You may not want to hear this, but a threat is facing the U.S. economy that no one is talking. As discussed today in Le Monde, a veritable Frankenstorm of factors is now coalescing to crash the U.S. economy in the near future, along with other nations. Student loans are spiraling out-of-control  due to declining family incomes, skyrocketing tuition costs, and the wholesale abandonment of public universities by state governments. Christopher Newfield writes in “America’s Degree Scam” that “student debt may succeed subprime mortgages as the next disaster in the crisis of US capitalism. It is estimated at more than $1-trillion and has doubled over the last 12 years. Average debt for graduates with student loans rose to $23,200 in 2008; public university debt was only slightly lower, at $20,200. Despite the impossibility of discharging student debt through bankruptcy, the student loan default rate has gone from 5% to 10% between 2008 and 2011.” A similar story entitles “Debt Tops $1-Trillion” appears in the current Voice of Detroit.

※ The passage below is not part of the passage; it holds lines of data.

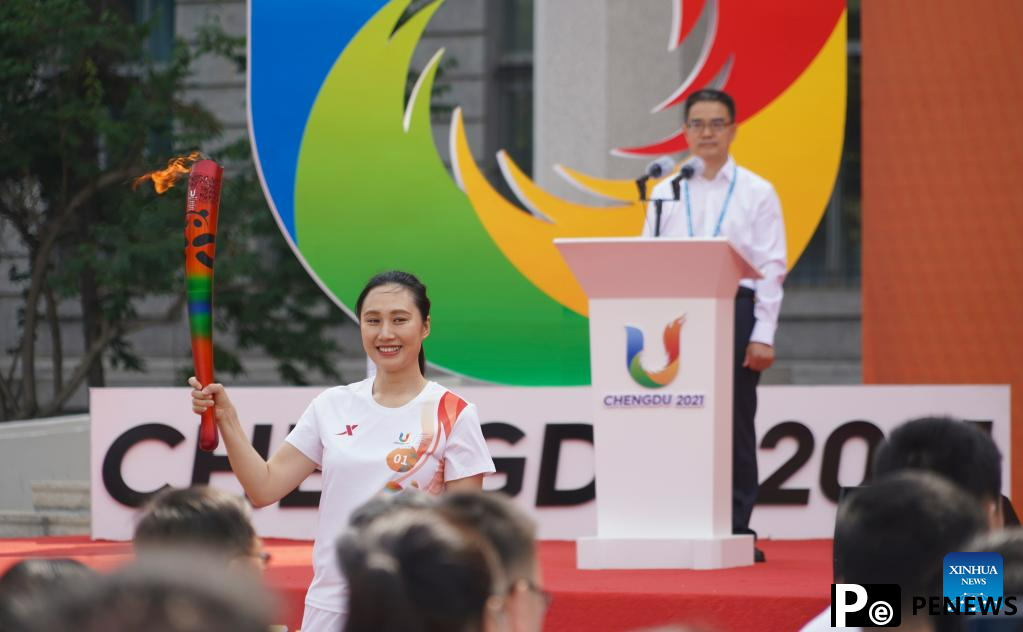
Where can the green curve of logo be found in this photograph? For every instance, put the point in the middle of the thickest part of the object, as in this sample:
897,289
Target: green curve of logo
371,195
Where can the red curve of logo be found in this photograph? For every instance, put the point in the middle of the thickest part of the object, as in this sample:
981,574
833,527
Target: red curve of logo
756,50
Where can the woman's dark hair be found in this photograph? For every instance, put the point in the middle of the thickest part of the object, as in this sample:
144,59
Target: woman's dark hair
418,573
29,588
409,282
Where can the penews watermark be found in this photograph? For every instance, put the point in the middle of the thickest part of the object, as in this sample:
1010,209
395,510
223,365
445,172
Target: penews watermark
865,605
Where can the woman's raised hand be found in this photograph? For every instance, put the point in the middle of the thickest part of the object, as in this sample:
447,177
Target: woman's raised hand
214,396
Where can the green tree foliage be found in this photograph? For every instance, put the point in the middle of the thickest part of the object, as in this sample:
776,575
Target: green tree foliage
83,109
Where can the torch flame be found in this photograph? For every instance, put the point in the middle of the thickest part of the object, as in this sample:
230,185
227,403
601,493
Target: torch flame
165,178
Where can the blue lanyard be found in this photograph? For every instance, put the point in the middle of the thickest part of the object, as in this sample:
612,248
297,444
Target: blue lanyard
724,207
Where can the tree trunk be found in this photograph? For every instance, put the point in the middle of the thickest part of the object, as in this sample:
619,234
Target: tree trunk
92,324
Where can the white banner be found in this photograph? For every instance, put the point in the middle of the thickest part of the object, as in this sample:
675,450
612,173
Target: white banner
812,440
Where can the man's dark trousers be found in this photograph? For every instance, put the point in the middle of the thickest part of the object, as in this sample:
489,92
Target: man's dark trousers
744,409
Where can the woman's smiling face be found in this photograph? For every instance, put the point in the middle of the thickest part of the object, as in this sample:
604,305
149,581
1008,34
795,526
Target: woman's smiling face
393,328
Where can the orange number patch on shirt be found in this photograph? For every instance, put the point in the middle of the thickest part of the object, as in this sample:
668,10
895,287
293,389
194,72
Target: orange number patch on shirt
401,459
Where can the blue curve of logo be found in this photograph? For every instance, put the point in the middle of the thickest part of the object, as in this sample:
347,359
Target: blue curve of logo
293,47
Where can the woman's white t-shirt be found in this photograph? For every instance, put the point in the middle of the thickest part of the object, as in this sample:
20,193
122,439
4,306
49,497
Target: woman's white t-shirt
363,448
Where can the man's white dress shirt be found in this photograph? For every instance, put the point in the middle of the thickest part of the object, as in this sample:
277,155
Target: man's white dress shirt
752,222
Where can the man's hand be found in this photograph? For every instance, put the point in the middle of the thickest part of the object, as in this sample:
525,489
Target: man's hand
758,356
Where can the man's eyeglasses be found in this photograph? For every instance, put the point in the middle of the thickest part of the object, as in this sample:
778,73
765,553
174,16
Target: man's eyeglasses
715,125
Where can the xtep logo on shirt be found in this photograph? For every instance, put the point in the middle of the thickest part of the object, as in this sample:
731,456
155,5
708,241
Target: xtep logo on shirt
349,430
633,352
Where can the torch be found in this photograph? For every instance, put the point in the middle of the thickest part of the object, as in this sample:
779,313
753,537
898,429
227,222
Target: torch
203,202
201,234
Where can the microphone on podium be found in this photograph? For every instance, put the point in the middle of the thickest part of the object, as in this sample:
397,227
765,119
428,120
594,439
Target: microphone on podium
658,168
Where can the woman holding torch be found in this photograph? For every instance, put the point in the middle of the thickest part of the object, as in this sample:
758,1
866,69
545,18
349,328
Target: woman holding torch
393,431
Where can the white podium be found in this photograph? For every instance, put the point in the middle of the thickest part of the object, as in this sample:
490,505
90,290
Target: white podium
661,337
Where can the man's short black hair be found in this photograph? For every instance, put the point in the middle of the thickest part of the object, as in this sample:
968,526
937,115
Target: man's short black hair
198,517
505,527
709,94
899,529
958,451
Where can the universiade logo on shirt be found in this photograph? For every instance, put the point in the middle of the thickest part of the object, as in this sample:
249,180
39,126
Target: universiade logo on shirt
974,579
633,354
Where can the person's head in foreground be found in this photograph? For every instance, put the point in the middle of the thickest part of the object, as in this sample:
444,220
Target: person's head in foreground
513,535
952,449
419,573
710,125
394,319
174,593
201,518
898,530
30,584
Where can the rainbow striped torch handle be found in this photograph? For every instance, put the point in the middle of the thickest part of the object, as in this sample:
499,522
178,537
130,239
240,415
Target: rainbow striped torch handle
201,233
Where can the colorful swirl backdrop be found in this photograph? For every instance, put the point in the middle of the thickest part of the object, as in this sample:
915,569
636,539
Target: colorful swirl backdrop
354,177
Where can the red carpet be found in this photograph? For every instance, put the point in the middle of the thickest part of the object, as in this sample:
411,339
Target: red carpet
783,594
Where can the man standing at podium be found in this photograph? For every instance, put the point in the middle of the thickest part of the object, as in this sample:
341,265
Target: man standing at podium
722,199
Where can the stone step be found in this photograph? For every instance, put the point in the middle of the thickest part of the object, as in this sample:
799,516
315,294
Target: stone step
60,495
36,524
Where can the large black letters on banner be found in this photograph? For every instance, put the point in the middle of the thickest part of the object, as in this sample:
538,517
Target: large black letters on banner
514,468
114,479
832,457
771,492
546,495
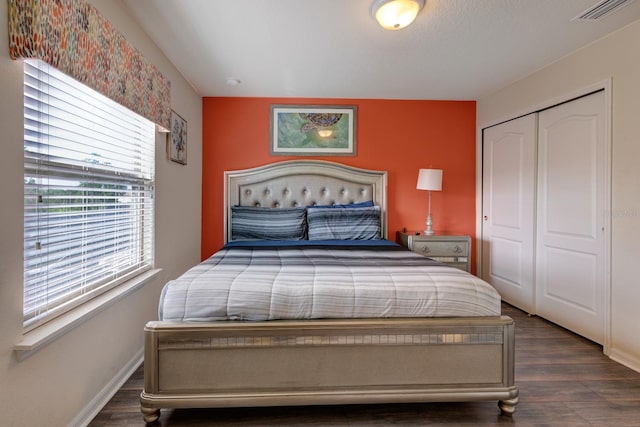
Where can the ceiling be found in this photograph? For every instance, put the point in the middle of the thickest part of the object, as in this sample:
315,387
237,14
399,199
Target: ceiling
455,50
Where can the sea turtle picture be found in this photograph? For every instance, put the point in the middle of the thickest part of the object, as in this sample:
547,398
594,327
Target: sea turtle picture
319,121
313,130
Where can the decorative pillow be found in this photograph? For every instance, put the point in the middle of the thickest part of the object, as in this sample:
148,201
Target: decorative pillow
252,223
344,223
366,204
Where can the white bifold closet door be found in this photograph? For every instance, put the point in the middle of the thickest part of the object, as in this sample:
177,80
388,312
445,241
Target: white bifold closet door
508,176
543,213
570,219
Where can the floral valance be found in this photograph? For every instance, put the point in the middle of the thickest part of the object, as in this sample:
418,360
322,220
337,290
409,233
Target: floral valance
74,37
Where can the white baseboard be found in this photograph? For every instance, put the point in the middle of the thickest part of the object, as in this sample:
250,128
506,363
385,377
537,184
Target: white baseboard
625,359
101,399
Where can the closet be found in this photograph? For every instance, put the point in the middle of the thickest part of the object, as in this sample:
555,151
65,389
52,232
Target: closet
544,194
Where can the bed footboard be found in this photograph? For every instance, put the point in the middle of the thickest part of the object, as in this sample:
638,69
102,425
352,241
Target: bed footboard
227,364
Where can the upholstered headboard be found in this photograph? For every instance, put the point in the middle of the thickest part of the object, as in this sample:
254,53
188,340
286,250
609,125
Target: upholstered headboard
297,183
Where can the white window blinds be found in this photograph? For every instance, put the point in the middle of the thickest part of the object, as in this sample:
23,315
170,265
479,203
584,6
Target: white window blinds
88,193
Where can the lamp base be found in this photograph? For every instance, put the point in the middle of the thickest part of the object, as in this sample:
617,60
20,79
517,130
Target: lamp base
429,230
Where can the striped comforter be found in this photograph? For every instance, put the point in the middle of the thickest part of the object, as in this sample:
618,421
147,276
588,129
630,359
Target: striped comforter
313,282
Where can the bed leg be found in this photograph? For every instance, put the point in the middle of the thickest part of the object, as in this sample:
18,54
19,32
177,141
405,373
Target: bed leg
508,407
150,415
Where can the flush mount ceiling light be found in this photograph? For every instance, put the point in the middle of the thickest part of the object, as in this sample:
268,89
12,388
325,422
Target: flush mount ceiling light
395,14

Private universities in America cost more than anywhere else in the world. According to Le Monde,  “US universities long ago established the market price of a college education at the world’s highest levels — now over $36,000 a year at Harvard, or $52,650 if you include living costs. Leading universities, like Cornell, Johns Hopkins and Stanford, which charge over $200,000 for a four-year degree, have set a very high ceiling, encouraging the entire sector to charge high fees and then spend on offering Harvard-style services. Public universities can charge “only” $13,000 a year, with $30,000 a year living costs, and still feel they are being virtuous. The founding ideal has vanished, and for students the bill goes on growing.”

And the situation seems to be getting worse and worse. “College tuition keeps going up, at 2-4 times the rate of inflation. Overall, the costs to students of attending a public university have doubled in the past 30 years (3). The economic crisis has not restrained price rises, but increased them. Fees are up at private universities — by 8.3% on average last year; they are rising far faster at public ones, and especially in states in the west that historically rely on public universities for nearly all of their college graduates. They are up by 21% in California, 17% in Arizona and 16% in Washington. Most of the 50 states have systematically disinvested in funding for higher education, on which core funding for public universities depends. In 1990 Washington paid nearly $14,000 and students paid $3,100 in tuition fees. Today it pays under $5,000 a student and each student contributes nearly $11,000 (5). As a result of the long-term reduction of public funding, student costs (in 2010 terms) have increased from $8,800 in 1999-2000 to $14,400 in 2010-2011.”